Dois homens querem garantir que as suas tangerinas serão colhidas no momento certo… Questão aparentemente rotineira e, por assim dizer, meramente agrícola. Acontece que os dois homens são estonianos e o seu pomar fica na Geórgia. Mais do que isso: tudo acontece num momento (1992-93) em que o país está abalado por violentos conflitos internos, desencadeados pelas discordâncias em torno de uma possível independência da região da Abkhazia.

Dir-se-ia que os dois protagonistas do filme "Tangerinas" estão no lugar errado — e na pior das circunstâncias. De tal modo que, depois de a sua propriedade servir de cenário a uma brutal troca de tiros, vão ver a sua casa transformada numa espécie de insólito asilo para dois homens que combatem para facções rivais… De tal modo que se assiste a um verdadeiro teatro político em que a fronteira entre a tolerância e a mútua destruição é mais ténue do que nunca.



Escrito e dirigido por Zaza Urushadze, "Tangerinas" resulta um caso exemplar e, de alguma maneira, didáctico de narrativa histórica. Por um lado, somos confrontados com um realismo descarnado em que a possibilidade de aniquilamento se pressente nos sinais mais discretos; por outro lado, a pouco e pouco, vai-se consolidando uma verdadeira fábula política — trata-se de saber até que ponto o reconhecimento do outro existe (ou não) para afirmar os valores mais básicos da convivência humana e humanista.

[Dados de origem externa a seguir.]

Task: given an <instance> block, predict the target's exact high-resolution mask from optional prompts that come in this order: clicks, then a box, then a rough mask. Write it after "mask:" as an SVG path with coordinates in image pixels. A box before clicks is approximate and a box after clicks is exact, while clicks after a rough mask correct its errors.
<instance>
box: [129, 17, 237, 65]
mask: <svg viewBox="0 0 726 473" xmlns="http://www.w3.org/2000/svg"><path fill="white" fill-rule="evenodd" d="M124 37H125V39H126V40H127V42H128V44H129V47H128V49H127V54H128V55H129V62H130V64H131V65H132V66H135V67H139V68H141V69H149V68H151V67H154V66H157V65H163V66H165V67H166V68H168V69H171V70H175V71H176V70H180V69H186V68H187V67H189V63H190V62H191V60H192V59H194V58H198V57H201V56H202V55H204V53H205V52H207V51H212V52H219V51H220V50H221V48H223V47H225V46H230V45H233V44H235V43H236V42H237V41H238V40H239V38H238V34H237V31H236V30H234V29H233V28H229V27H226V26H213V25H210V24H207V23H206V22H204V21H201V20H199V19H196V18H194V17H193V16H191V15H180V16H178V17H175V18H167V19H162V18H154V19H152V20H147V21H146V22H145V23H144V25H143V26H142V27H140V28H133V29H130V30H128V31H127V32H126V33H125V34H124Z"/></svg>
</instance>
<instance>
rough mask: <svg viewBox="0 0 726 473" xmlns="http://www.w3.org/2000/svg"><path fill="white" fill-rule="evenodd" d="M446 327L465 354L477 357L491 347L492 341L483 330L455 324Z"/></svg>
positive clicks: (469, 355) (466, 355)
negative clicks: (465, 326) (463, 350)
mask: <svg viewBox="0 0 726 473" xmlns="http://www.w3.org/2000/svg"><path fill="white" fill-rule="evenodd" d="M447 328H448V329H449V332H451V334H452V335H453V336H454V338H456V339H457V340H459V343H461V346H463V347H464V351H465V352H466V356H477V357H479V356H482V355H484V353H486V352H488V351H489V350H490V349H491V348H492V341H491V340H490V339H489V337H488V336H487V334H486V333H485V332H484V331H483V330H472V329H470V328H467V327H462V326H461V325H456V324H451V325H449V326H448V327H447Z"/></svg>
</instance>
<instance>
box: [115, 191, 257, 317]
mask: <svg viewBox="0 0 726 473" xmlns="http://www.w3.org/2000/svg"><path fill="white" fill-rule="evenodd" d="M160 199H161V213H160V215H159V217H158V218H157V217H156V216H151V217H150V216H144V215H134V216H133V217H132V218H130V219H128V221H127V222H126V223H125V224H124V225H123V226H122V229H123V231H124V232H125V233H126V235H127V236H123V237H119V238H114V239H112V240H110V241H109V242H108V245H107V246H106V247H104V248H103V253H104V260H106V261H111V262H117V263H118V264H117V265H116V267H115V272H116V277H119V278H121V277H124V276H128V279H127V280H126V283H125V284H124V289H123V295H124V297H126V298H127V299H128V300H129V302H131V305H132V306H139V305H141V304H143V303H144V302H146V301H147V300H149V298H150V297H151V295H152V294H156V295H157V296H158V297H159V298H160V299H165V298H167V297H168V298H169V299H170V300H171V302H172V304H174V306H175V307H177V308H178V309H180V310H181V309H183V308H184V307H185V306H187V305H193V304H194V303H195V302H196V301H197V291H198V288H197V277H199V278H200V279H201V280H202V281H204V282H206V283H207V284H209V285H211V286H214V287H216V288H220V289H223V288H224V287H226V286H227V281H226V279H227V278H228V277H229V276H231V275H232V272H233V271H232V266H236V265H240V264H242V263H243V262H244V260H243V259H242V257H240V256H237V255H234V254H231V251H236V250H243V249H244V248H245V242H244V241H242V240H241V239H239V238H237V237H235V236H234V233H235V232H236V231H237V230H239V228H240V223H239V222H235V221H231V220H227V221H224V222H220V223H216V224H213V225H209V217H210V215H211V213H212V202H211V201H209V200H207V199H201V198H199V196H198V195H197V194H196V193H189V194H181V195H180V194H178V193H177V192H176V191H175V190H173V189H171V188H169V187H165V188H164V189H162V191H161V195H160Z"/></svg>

Para a história, "Tangerinas" ficou como a primeira produção do cinema da Estónia a obter, no princípio de 2015, uma nomeação para o Oscar de melhor filme estrangeiro. Não ganhou (o polaco "Ida" foi o vencedor), mas é um facto que a sua simples presença nos prémios da Academia de Hollywood lhe conferiu uma merecida dimensão internacional — a sua estreia nas salas portuguesas é também um efeito dessa dimensão.